Vilayat Khan (28 August 1928 – 13 March 2004) was an Indian classical sitar player, considered by many to be the greatest sitarist of his age. Along with Imdad Khan, Enayat Khan, and Imrat Khan, he is credited with the creation and development of gayaki ang (a technique that emulates the vocal melisma of Hindustani classical music) on the sitar.
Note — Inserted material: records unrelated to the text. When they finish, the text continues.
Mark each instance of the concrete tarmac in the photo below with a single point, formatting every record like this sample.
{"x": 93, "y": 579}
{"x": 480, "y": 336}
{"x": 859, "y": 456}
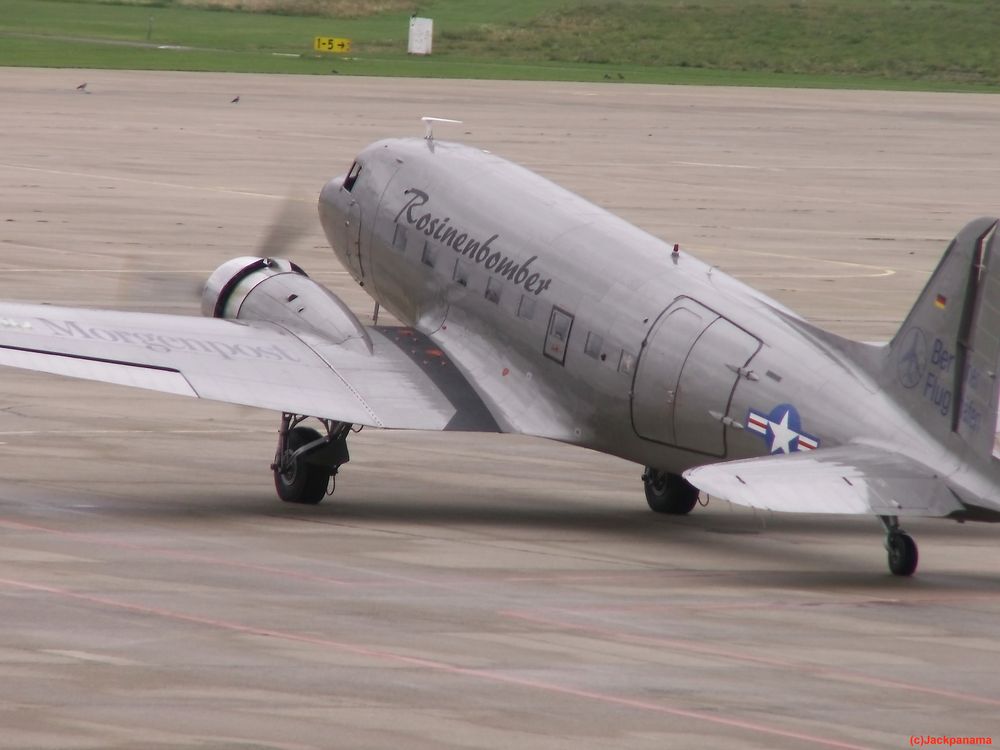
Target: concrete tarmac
{"x": 462, "y": 591}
He recorded his first 78-RPM disc at the age of 8 and gave his last concert in 2004 at the age of 75. He has composed the music for several films, including Jalsaghar (1958), The Guru (1969), and Kadambari (1976).

==Early life==
Vilayat was born in Gouripur, Mymensingh in then East Bengal in British India and current Bangladesh. His father Enayat Khan was recognised as a leading sitar and surbahar (bass sitar) player of his time, as had been his grandfather, Imdad Khan, before him. He was taught in the family style, known as the Imdadkhani gharana by his father and other relatives in the family. Imdadkhani gharana is also called Etawah gharana known after a small city close to Agra where Imdad Khan lived. This family represents the sixth generation of musicians that dates back to the Mughal Empire.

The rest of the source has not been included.